A report released by the Senate Intelligence Committee has concluded that the attacks on U.S. outposts in Benghazi, Libya in September, 2012 could have been prevented.

I’m still reading through the full report myself, but some of the primary highlights so far are included below.

From the Washington Post:

A long-delayed Senate intelligence committee report released Wednesday spreads blame among the State Department and intelligence agencies for not preventing attacks on two outposts in Libya that killed four Americans, including U.S. Ambassador J. Christopher Stevens.

The bipartisan report lays out more than a dozen findings regarding the assaults on Sept. 11 and 12, 2012, on a diplomatic compound and a CIA annex in the Libyan city of Benghazi. It says the State Department failed to increase security at its diplomatic mission despite warnings and faults intelligence agencies for not sharing information about the existence of the CIA outpost with the U.S. military.

The committee determined that the U.S. military command in Africa didn’t know about the CIA annex and that the Pentagon didn’t have the resources in place to defend the diplomatic compound in an emergency.

“The attacks were preventable, based on extensive intelligence reporting on the terrorist activity in Libya — to include prior threats and attacks against Western targets — and given the known security shortfalls at the U.S. Mission,” the panel said in a statement.

Beginning on page 9 of the Senate report, it goes on to list several examples of information that provided “ample strategic warning” of the deteriorating security situation in eastern Libya.

Another point mentioned in the report (page 5) is that of whether or not there was a “stand down” order.

The Committee explored claims that there was a “stand down” order given to the security team at the Annex.
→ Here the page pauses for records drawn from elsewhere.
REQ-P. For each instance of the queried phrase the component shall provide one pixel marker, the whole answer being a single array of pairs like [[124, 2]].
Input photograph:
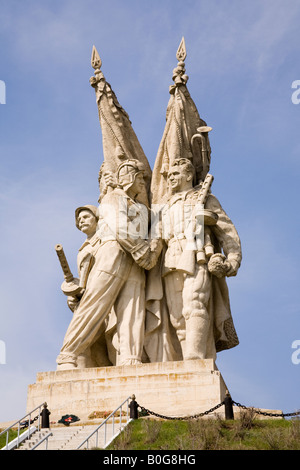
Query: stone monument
[[150, 305]]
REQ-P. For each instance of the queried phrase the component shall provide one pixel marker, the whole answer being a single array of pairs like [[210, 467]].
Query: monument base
[[169, 388]]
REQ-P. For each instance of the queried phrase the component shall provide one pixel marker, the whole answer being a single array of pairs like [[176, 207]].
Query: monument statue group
[[158, 246]]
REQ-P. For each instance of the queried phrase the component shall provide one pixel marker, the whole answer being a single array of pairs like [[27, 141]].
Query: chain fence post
[[228, 406], [133, 407]]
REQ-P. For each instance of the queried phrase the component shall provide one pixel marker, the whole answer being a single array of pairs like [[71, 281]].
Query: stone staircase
[[70, 437]]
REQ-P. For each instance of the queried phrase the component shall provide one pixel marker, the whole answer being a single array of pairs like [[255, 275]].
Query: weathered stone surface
[[170, 388]]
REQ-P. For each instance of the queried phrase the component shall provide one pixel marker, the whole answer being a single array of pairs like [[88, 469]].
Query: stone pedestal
[[168, 388]]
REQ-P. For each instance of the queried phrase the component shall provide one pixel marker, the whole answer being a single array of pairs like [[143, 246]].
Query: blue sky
[[242, 58]]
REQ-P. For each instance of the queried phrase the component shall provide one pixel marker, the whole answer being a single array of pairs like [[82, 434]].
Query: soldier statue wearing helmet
[[119, 252]]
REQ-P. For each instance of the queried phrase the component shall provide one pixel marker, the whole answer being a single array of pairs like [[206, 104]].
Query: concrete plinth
[[168, 388]]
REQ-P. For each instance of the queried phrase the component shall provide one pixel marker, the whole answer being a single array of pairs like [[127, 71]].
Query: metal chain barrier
[[204, 413], [199, 415], [265, 413]]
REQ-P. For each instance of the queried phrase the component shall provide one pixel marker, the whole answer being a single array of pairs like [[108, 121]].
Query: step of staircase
[[70, 437]]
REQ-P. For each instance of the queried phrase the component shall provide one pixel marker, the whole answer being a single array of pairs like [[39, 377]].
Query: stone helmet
[[92, 209], [127, 172]]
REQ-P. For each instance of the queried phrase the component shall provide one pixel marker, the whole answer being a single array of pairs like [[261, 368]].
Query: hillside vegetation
[[245, 433]]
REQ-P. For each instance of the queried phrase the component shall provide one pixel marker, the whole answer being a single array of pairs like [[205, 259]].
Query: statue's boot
[[196, 338]]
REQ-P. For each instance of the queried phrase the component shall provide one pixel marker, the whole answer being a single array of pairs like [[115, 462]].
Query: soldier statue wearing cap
[[118, 251]]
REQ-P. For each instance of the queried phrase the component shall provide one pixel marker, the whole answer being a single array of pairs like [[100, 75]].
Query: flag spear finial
[[181, 51], [95, 60]]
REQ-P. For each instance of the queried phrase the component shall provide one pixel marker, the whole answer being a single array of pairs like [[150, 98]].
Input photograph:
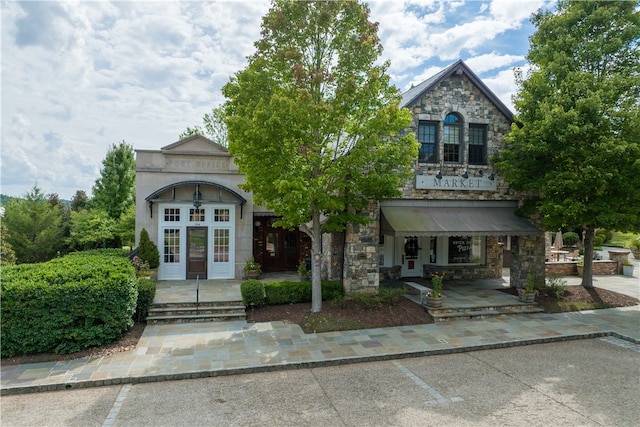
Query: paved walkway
[[169, 352]]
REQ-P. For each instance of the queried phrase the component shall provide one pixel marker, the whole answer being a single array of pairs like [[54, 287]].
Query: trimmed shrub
[[253, 293], [147, 250], [294, 292], [598, 240], [146, 293], [570, 238], [66, 304]]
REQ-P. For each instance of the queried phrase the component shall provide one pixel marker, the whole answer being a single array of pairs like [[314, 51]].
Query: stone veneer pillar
[[360, 269], [528, 258]]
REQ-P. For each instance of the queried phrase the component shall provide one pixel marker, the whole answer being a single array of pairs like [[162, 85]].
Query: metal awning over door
[[450, 219]]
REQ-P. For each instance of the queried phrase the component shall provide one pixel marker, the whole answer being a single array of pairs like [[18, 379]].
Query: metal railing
[[197, 294]]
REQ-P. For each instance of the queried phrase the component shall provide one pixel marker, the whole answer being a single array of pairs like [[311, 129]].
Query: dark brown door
[[196, 252]]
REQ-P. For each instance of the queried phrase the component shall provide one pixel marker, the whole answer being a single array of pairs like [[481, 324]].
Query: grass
[[318, 323], [563, 306]]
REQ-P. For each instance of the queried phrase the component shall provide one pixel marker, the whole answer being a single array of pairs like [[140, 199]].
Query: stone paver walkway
[[180, 351]]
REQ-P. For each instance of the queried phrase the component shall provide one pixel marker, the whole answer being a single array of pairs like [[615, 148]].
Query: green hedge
[[252, 292], [256, 293], [146, 292], [66, 304]]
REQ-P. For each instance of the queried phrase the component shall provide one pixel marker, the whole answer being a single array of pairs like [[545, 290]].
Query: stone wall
[[528, 258], [360, 270], [605, 267]]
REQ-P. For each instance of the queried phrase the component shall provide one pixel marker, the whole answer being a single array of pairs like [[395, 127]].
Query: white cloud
[[80, 76]]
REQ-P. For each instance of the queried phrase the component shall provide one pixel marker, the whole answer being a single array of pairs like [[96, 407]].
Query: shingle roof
[[458, 67]]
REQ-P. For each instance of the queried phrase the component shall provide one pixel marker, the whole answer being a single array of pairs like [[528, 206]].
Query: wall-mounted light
[[197, 197]]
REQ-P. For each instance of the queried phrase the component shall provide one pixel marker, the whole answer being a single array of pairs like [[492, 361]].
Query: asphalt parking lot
[[588, 382]]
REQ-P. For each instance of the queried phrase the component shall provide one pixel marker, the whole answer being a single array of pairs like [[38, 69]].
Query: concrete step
[[184, 312], [192, 318]]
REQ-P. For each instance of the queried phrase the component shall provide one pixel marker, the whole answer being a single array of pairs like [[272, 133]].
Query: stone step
[[192, 318], [184, 312], [171, 311]]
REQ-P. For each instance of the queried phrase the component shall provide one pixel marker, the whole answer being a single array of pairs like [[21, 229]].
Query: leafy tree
[[577, 143], [314, 123], [92, 229], [114, 191], [148, 251], [214, 127], [33, 227], [126, 227], [7, 254], [79, 201]]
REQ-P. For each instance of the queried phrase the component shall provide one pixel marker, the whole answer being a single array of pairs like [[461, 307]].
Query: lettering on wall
[[198, 165], [477, 183]]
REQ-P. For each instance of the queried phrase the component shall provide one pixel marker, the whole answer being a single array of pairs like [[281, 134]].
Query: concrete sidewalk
[[181, 351]]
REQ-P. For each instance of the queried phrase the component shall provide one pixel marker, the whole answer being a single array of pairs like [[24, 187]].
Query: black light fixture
[[197, 197]]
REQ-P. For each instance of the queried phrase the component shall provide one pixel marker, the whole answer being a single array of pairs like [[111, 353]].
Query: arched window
[[452, 138]]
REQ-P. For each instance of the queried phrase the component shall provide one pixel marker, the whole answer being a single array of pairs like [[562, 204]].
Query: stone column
[[619, 256], [528, 258], [360, 271]]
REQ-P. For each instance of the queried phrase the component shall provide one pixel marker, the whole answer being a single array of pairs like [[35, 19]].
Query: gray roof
[[457, 68]]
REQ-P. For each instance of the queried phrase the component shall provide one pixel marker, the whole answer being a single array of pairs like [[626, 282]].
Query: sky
[[80, 76]]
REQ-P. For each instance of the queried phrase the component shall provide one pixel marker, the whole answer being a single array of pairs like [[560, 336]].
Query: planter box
[[627, 270]]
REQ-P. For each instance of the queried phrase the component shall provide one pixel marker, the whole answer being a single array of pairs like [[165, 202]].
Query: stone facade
[[457, 90]]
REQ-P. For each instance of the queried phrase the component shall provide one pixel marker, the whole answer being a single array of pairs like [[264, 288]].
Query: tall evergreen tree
[[33, 227], [577, 142], [114, 191]]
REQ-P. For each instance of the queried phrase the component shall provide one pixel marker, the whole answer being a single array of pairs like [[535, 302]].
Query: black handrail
[[197, 294]]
Although some members of the security team expressed frustration that they were unable to respond more quickly to the Mission compound, the Committee found no evidence of intentional delay or obstruction by the Chief of Base or any other party.

NPR addresses the issue of al Qaeda as noted in the Senate report (which can be found on pg 40):

On the issue of the role al-Qaida operatives played in the Benghazi attacks, the committee says that “individuals affiliated with terrorist groups” linked to that network “participated.” But, the report adds that “it remains unclear if any group or person exercised overall command and control of the attacks or whether extremist group leaders directed their members to participate.”

That conclusion puts the committee at least somewhat at odds with a New York Times report that concluded there is:

“No evidence that Al Qaeda or other international terrorist groups had any role in the assault. The attack was led, instead, by fighters who had benefited directly from NATO’s extensive air power and logistics support during the uprising against Colonel Qaddafi. And contrary to claims by some members of Congress, it was fueled in large part by anger at an American-made video denigrating Islam.”

The Senate report also recounts some of the details of the attack, a difficult account to revisit.

The majority of the report focuses primarily on security shortfalls and provides a number of recommendations aimed at helping to prevent security breaches in the future.